Somit ist Schreibkompetenz auch eine Form der Problemlösekompetenz, denn medial verfasste Texte beziehen sich je nach Kommunikationsrahmen auf eine Situation, ein Problem, das gelöst werden soll. In diesem Zusammenhang muss der Adressat angemessen angesprochen werden (Antos, 2008:241). Schreiben erfordert daher vielerlei Kompetenzen, wie u.a. die Textproduktion und das damit einhergehende Formulieren (Antos, 2008:242). Der schulische Schreibprozess beginnt dabei mit einer Aufgabe. Schreibaufgaben indizieren den Beginn eines Schreibprozesses. Sie steuern den Schreibvorgang durch eine geforderte Funktion, die erfüllt werden muss, Adressaten und das Problem sind erkennbar, Weltwissen und sprachliches Wissen sind angeeignet, der Text sollte im sozialen Kontext entstehen und die Wirkung auf Leser überprüft werden, z.B. mithilfe von Schreibkonferenzen (Bachmann, 2014:47). Bei Revisionen wird auf die Aufgabenstellung zurückgeblickt. Sie ist Dreh- und Angelpunkt aller Überarbeitungsschritte.
Die Aufgabendefinition bildet die Basis aller Revisionen. Der Autor muss die Schreibaufgabe innerhalb seines Wissenshorizonts (long term memory) und unter Einbezug des Aufgabenumfeldes (task environment) für sich interpretieren und daraus ein Schreibziel ermitteln, das während der Revisionsprozesse die Rolle des Monitors übernimmt. Ohne ein definiertes Schreibziel fehlt den Überarbeitungen eine klare Linie, es kann dadurch zu Textverschlechterungen kommen (Fix, 2000:29).

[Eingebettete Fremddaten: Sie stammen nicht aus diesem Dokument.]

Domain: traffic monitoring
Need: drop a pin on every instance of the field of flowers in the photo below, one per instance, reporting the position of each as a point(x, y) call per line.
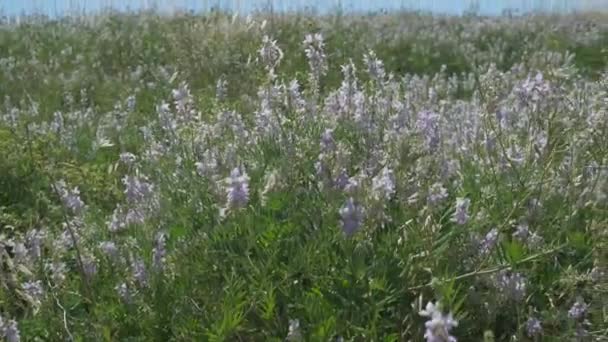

Dieses Zitat unterstreicht, dass die Aufgabenstellung für das Schreiben immens wichtig ist. Je konkreter die Aufgabenstellung, desto eher kann der Schreiber auf diese zurückgreifen und sich daran orientieren. Schreibaufgaben erfüllen jedoch auch noch eine andere Funktion – die Schreibmotivation kann durch sie gelenkt werden. Gerade situierte Aufgabenstellungen, die es in der beruflichen Bildung durch die Arbeit mit Lernfeldern längst gibt, führen den Schreiber in eine bestimmte Situation, in die er sich hineindenken muss. In diesem Zusammenhang führte einst Bachmann den Begriff „Aufgaben mit Profil“ in die Schreibdidaktik ein:
Unter ‚Aufgaben mit Profil‘ werden Schreibaufgaben verstanden, die das Schreiben als soziale Praxis in einen möglichst ‚authentischen‘ Kontext sozialer Interaktion einbetten, indem das Schreiben einen für die Schüler/innen erkennbaren Sinn bekommt und – auf Produktebene – in plausibler Art und Weise auf textuelle Qualitäten hin befragt und beurteilt werden kann (Bachmann, 2014:46).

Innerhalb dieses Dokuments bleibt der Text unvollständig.